OSHA inspectors commonly reference a contractor’s responsibility to protect their workers from bloodborne pathogens by citing Section 29 CFR 1926.21(b)(2). This regulation of the construction safety code requires contractors to instruct each employee to recognize and avoid unsafe conditions that can potentially happen on the jobsite, and provide controls or eliminate any hazards or other exposure to illness or injury.
To comply with Section 29 CFR 1926.21(b)(2), contractors must follow the regulations outlined in OSHA’s Bloodborne Pathogens Standard (29 CFR 1910.1030) developed for the health industry. This specific regulation requires employers to perform an Exposure Determination concerning which employees may incur occupational exposure to blood or other potentially infectious materials.
Section 29 CFR 1926.21(b)(2) also requires contractors to provide appropriate personal protective equipment when there is exposure to bloodborne pathogens. This includes the need to use gloves and resuscitation equipment designed to prevent contact with blood or other potentially infectious materials. Contractors are required by OSHA to train their workers to consider blood (and all other potentially contagious material) as infectious, even if the injured worker is considered healthy.
Preparing The Proper Protection Plan
Contractors are required to follow up with an exposure control plan (ECP) to comply with the OSHA requirement. The ECP outlines protective measures the contractor and employer will take to eliminate or minimize employee exposure to blood.
At a minimum, ECP’s must contain:
- The Exposure Determination which identifies job classifications, tasks and procedures where there is occupational exposure to bloodborne pathogens.

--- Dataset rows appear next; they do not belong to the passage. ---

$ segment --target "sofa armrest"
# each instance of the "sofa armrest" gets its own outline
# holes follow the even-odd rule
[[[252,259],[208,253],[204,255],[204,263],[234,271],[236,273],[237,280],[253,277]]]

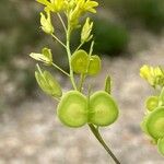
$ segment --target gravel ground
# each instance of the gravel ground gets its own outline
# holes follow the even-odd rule
[[[138,46],[136,42],[131,45]],[[101,131],[121,164],[164,163],[140,129],[143,101],[152,91],[140,79],[139,69],[143,63],[164,63],[164,37],[151,38],[148,46],[148,50],[134,52],[130,58],[103,58],[102,73],[96,80],[87,81],[94,82],[94,89],[98,90],[105,75],[112,74],[120,116],[117,122]],[[67,81],[63,85],[66,90],[70,87]],[[5,107],[0,115],[0,164],[113,164],[86,126],[80,129],[62,126],[55,115],[57,104],[40,96],[40,92],[36,95],[39,96],[19,106]]]

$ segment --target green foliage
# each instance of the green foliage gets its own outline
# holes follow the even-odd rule
[[[159,152],[164,155],[164,84],[163,68],[144,65],[140,75],[157,91],[157,95],[149,96],[145,101],[148,112],[141,124],[142,130],[157,144]]]
[[[89,121],[96,126],[109,126],[118,118],[118,107],[105,91],[97,91],[90,97]]]
[[[87,99],[78,91],[63,95],[57,107],[59,119],[68,127],[79,128],[87,122]]]

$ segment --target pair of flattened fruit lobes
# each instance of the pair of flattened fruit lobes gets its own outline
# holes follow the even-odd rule
[[[85,50],[78,50],[71,57],[71,66],[75,73],[96,75],[101,71],[98,56],[89,56]]]
[[[147,133],[156,142],[159,152],[164,155],[164,106],[155,108],[144,120]]]
[[[78,91],[66,93],[57,107],[59,119],[68,127],[82,127],[86,122],[109,126],[118,117],[115,101],[104,91],[95,92],[90,99]]]

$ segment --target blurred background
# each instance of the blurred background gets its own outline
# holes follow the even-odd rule
[[[42,7],[34,0],[0,1],[0,164],[113,164],[87,127],[69,129],[56,117],[56,102],[38,89],[28,57],[45,46],[68,69],[63,49],[39,28]],[[103,61],[89,79],[103,89],[107,74],[120,108],[117,122],[103,128],[121,164],[163,164],[164,159],[140,129],[143,102],[153,94],[140,79],[143,63],[164,65],[164,0],[103,0],[94,20],[94,52]],[[59,20],[57,35],[65,38]],[[72,36],[78,46],[80,30]],[[89,45],[84,48],[89,49]],[[68,79],[55,71],[65,91]]]

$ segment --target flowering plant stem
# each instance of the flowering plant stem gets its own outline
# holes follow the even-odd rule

For most contractors, this exposure is very limited to the immediate aid from a coworker in response to an injury before emergency health care professionals arrive.
- Procedures for evaluating the circumstances surrounding potential exposure incidents. Most contractors comply with this requirement by alerting workers on proper procedures if they are working in at-risk environments (such as a water treatment facility or healthcare offices). In these areas employees should not eat, drink, smoke or handle contact lenses.
- The schedule of how additional provisions of the standard are implemented. The plan should include methods of post-exposure evaluation and follow-up, communication of hazards to employees and record-keeping. One aspect of this schedule could be the listing of qualified clean-up contractors to disinfect contaminated work surfaces after an accident. Most contractors comply with this requirement by providing the proper safety supplies to protect their workers and by keeping accessible safety-response records.
Kitting Up For Blood Safety
Contractors should complement their safety supplies with a special Bloodborne Pathogen safety kit.
A typical kit includes special items like absorbent powder, alcohol gel, mask, eye shield, antiseptic BZK towelettes and gloves. These compact kits are generally mounted next to the jobsite’s main safety cabinet.
Other important safety items for blood clean up on remote jobsites are antiseptic cleaners that workers can use for washing up, along with clean paper towels and antiseptic towelettes for minor spills.
If the workforce includes workers trained in CPR, be sure to provide a one-way resuscitation mask to protect the injured and aid the provider. These kits Include a CPR Micromask, eye shields, nitrile gloves, antiseptic wipes, towels, razors, scissors and a Bio-Hazard Bag.
Three Steps Workers Should Follow After Exposure To Blood
- Remove immediately (or as soon as feasible) any garments contaminated by blood, avoiding contact with outer surfaces.
- Wash hands immediately (or as soon as feasible) after removing gloves or other PPE.
- Dispose of contaminated PPE in appropriate containers.